Lagi- lagi ia mendengar suara tawa kecil dan gaduh dari balik pepohonan yang besar.
" Bodat kau ( monyet kau ) siapa pula yang mengganggu permainan ku !!" umpat nya dengan kesal .
Dengan rasa penasaran ia mendekati suara itu dan menemukan sekelompok setan kecil yang berwajah lucu tapi menyeram kan dengan mata merah, mulut mereka berbentuk vertikal dengan daun telinga nya yang lancip sedang bermain-main.
Mereka memandangi nya dengan tawa nya yang menyeringai , gigi mereka bertaring ketika Monang yang nakal nekad mencoba mendekati, setan anak kecil usil itu tiba-tiba menghilang meninggalkan aroma busuk.
" Hihhh...maporus ( seram ) kali wajah begu ( setan) anak kecil itu dan bau nya busuk kali macam sampah " bisik nya di liputi perasaan takut.
Dengan di liputi perasaan panik dan takut ia berlari ke luar hutan " mamak ahu galer
( ibu aku takut ) adong begu ( ada setan) anak kecil..tolongg !!" teriak nya dengan panik.

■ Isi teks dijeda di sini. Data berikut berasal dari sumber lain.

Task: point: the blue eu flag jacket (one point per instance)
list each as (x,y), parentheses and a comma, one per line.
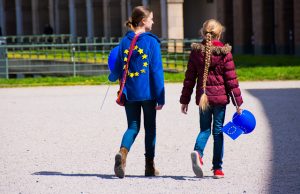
(145,79)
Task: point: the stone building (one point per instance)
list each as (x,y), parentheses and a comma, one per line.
(252,26)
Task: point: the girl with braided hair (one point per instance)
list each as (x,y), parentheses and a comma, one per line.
(211,66)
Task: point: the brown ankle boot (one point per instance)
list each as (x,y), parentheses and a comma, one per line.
(150,168)
(120,162)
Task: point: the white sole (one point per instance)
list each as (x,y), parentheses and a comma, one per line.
(119,171)
(196,165)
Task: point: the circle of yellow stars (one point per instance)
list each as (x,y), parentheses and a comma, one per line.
(145,64)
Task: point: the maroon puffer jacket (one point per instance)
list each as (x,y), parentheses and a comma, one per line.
(221,79)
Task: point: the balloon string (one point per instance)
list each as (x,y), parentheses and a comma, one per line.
(105,96)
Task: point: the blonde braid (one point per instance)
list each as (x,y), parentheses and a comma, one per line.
(204,100)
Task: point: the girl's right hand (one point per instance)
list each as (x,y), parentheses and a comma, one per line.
(239,110)
(184,108)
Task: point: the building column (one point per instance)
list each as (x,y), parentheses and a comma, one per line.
(175,24)
(56,13)
(129,8)
(90,19)
(19,17)
(123,16)
(257,14)
(106,17)
(72,16)
(175,19)
(297,27)
(279,26)
(51,13)
(2,18)
(35,16)
(164,17)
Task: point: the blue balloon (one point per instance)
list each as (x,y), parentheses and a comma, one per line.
(112,58)
(240,124)
(245,121)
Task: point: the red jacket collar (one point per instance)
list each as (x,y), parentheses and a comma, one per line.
(215,43)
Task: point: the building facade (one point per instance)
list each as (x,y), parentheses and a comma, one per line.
(252,26)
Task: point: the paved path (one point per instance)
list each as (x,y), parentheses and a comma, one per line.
(57,140)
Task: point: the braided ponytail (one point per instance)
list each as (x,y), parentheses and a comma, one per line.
(203,99)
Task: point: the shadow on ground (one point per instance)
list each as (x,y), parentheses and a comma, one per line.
(111,176)
(282,108)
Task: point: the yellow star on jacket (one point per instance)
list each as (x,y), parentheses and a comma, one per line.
(144,64)
(144,56)
(141,51)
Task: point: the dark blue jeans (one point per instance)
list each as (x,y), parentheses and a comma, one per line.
(133,113)
(217,115)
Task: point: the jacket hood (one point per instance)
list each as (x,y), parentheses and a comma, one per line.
(218,48)
(130,35)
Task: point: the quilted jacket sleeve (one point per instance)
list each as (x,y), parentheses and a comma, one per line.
(230,78)
(189,80)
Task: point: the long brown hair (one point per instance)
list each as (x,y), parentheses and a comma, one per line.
(212,29)
(138,14)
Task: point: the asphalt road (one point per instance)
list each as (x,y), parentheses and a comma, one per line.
(58,140)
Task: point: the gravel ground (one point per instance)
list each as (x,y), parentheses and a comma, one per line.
(58,140)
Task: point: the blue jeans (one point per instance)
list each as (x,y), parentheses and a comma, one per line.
(217,115)
(133,113)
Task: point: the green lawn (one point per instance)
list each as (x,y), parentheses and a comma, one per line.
(248,67)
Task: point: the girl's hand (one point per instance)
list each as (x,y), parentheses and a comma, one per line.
(239,110)
(158,107)
(184,108)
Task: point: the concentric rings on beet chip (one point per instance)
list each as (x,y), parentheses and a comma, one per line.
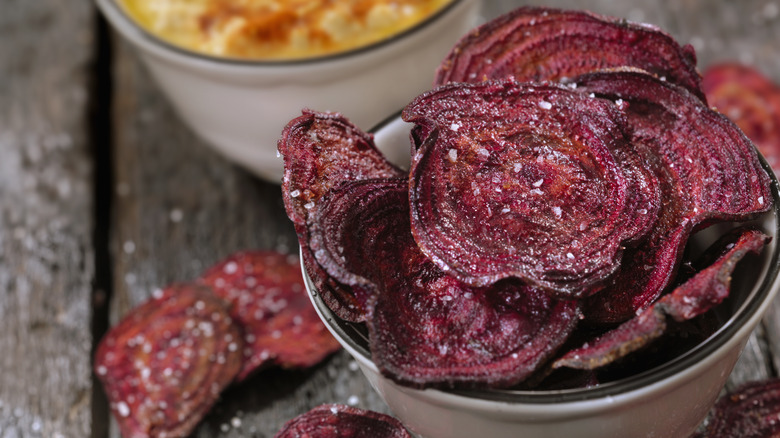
(267,298)
(699,294)
(751,100)
(427,329)
(749,411)
(166,362)
(340,421)
(321,150)
(708,170)
(534,44)
(534,181)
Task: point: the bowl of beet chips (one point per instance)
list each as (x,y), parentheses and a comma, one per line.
(580,245)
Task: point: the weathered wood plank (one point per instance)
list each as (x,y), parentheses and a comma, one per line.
(180,207)
(46,256)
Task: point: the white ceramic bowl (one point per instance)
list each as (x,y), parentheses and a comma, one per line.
(240,107)
(667,401)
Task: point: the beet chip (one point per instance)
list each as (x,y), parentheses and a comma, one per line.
(526,180)
(751,100)
(750,411)
(164,365)
(339,421)
(708,171)
(321,150)
(534,44)
(696,296)
(268,300)
(428,329)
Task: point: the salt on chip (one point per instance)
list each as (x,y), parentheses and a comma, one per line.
(166,362)
(267,298)
(533,44)
(708,171)
(537,182)
(340,421)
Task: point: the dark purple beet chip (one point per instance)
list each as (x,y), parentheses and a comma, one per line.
(699,294)
(348,234)
(340,421)
(321,150)
(750,411)
(708,172)
(268,300)
(164,365)
(544,44)
(535,181)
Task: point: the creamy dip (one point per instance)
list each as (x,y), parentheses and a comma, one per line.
(277,29)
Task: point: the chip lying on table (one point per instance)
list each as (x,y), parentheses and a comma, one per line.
(558,169)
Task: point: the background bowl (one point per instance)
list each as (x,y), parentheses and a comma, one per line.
(241,106)
(668,401)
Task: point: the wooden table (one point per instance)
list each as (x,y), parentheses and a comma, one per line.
(105,196)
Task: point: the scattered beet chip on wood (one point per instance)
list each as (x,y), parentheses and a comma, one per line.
(268,300)
(164,365)
(699,294)
(340,421)
(750,411)
(751,100)
(321,150)
(708,172)
(427,328)
(526,180)
(533,44)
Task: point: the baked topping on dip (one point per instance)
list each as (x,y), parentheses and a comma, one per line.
(277,29)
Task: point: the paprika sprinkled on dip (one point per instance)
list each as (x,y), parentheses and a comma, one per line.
(277,29)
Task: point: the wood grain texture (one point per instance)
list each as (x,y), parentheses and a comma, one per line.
(45,219)
(178,207)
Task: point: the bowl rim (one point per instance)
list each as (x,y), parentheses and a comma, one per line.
(751,308)
(122,20)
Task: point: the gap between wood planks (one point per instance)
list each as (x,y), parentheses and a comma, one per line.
(101,142)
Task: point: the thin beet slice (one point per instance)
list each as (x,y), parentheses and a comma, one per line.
(535,181)
(164,365)
(751,100)
(268,300)
(348,233)
(749,411)
(699,294)
(427,328)
(321,150)
(544,44)
(708,171)
(340,421)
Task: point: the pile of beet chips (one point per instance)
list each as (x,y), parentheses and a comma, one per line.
(558,167)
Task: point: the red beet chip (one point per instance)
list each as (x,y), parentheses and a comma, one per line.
(321,150)
(699,294)
(531,181)
(538,44)
(164,365)
(348,234)
(708,170)
(428,329)
(751,100)
(339,421)
(750,411)
(268,300)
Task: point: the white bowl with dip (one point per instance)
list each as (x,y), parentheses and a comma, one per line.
(240,106)
(668,400)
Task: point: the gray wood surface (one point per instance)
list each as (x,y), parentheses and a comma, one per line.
(176,207)
(46,255)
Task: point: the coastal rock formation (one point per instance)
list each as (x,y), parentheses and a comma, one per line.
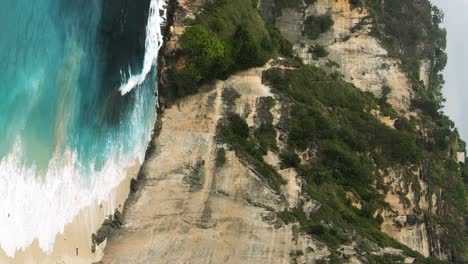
(190,210)
(200,200)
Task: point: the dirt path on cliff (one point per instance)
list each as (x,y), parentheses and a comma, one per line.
(190,211)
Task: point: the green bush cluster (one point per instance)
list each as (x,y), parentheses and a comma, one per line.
(227,36)
(318,51)
(316,25)
(234,131)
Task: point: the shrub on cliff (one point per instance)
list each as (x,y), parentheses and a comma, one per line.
(316,25)
(206,57)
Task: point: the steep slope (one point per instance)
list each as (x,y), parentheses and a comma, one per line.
(342,160)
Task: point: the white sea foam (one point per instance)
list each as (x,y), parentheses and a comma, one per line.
(37,205)
(34,206)
(153,43)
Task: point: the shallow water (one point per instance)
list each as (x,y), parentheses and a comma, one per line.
(76,107)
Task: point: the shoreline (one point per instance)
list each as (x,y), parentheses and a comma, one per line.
(74,244)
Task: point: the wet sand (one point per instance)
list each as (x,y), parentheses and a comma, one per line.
(74,245)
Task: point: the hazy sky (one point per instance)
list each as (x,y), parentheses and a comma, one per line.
(456,72)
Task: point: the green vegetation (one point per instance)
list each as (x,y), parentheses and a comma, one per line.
(265,133)
(227,36)
(411,31)
(333,118)
(234,131)
(318,51)
(316,25)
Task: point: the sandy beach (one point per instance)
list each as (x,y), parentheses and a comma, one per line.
(74,245)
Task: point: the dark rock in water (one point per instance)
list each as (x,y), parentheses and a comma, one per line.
(101,234)
(133,185)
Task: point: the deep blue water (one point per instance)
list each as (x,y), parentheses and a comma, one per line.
(63,120)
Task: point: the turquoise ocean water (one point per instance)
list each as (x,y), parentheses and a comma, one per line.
(68,132)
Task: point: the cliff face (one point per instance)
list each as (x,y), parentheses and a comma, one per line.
(191,210)
(201,199)
(363,61)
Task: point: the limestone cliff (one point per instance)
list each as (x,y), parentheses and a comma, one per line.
(200,199)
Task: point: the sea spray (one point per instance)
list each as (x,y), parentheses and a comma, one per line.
(58,152)
(153,43)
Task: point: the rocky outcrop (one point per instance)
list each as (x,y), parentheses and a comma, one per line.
(358,56)
(187,208)
(190,210)
(363,61)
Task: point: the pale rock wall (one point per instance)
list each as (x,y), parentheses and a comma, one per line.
(362,59)
(189,211)
(364,62)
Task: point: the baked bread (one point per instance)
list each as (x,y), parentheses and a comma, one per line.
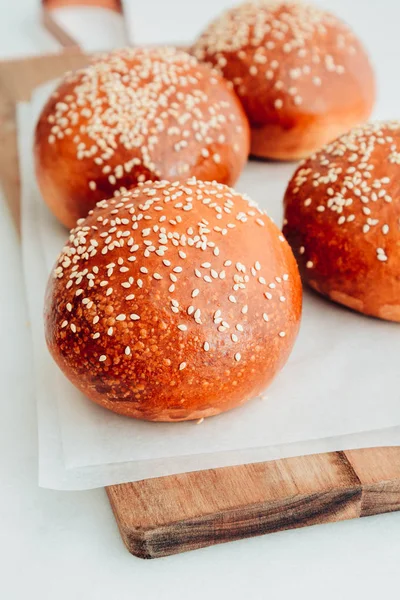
(133,115)
(342,210)
(175,301)
(301,74)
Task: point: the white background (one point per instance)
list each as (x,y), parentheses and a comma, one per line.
(65,545)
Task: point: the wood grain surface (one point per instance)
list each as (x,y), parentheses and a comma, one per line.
(173,514)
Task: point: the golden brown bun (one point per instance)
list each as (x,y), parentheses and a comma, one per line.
(342,210)
(177,301)
(134,115)
(303,77)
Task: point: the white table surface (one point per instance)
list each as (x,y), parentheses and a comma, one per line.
(65,545)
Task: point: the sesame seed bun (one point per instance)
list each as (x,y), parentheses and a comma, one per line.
(301,74)
(342,210)
(175,301)
(133,115)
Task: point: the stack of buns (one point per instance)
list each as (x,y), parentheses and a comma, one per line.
(176,297)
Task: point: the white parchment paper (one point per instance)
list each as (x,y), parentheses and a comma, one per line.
(341,381)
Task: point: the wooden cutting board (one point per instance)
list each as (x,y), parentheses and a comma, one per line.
(167,515)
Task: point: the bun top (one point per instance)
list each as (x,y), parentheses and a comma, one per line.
(290,51)
(133,115)
(350,191)
(174,276)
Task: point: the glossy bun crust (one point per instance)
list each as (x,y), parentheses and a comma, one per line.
(174,302)
(131,116)
(302,75)
(342,210)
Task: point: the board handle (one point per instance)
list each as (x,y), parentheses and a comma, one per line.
(63,37)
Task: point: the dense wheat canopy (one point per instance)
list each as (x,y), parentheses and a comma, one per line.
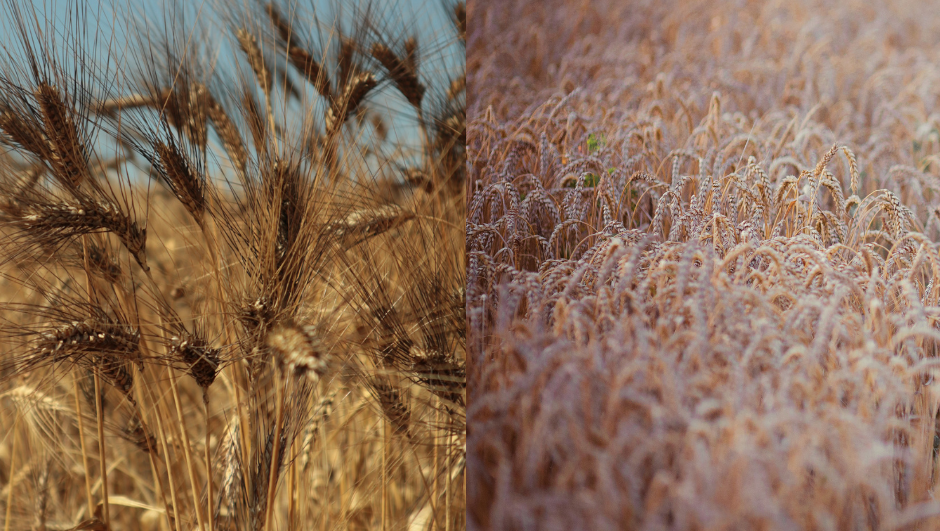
(703,270)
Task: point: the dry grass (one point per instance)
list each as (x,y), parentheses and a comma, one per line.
(703,269)
(225,301)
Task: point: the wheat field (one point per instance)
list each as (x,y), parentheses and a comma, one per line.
(232,275)
(703,270)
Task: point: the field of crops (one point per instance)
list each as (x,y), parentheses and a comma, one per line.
(703,270)
(232,276)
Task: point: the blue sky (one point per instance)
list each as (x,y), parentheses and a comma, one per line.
(113,28)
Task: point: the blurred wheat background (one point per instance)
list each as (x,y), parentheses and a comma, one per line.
(232,276)
(703,270)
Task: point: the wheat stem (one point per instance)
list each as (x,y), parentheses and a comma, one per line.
(81,438)
(6,525)
(187,454)
(275,454)
(99,406)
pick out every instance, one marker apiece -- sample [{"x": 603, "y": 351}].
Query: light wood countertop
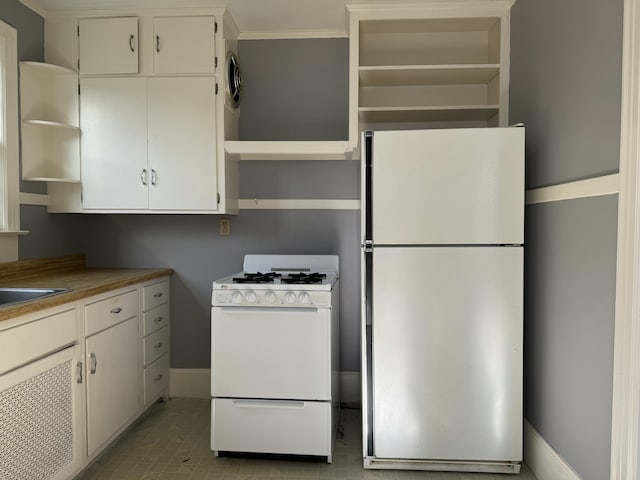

Teman- teman nya mendengar teriakan nya keluar dari tempat persembunyian " ayooooooooo..lari adong begu ( ada setan) di sini !!" teriak mereka dengan panik.
" Woyyy..tunggu hami ( kami) Nang !!" teriak teman - teman nya tetapi Monang yang ketakutan setengah mati tidak memperdulikan mereka dan terus berlari tanpa menoleh.
Tetapi aneh nya setiap kali mereka mencoba keluar dari hutan , jalan yang dilaluinya selalu kembali ke tempat yang sama yaitu pohon beringin besar.
Mereka menangis meraung- raung ketakutan. "Huhuhuuuuuu....hita taku, adong begu
( kita takut ada setan) di hutan ini !!" .
Tengah menangis ketakutan samar- samar dari kejauhan mereka mendengar nama mereka di panggil- panggil." Gabe..Monang..Googom, Raja,Tua...di mana hami ( kalian) !!!". " Sttt..dengar ada yang memanggil nama hita ( kita)" bisik Monang kegirangan .
Mereka berteriak" hami (kami)..disini ...........tolonggggg, hami ( kami) di bawah pohon
beringin besar , tolonggggg !!!".
Akhirnya sekelompok penduduk Desa dapat menemukan mereka terjebak dalam lingkaran pohon besar , dengan bantuan penduduk Desa, mereka berhasil keluar dari ilusi ( melihat atau mendengar sesuatu yang sebenarnya tidak ada di sana ) yang di buat oleh setan kecil usil pembuatan keonaran yang ingin ikut bermain bersama mereka
Mereka berjanji tidak akan kembali bermain di hutan itu lagi karena setan anak kecil usil akan terus mengganggu anak- anak yang bermain di luar pada malam hari.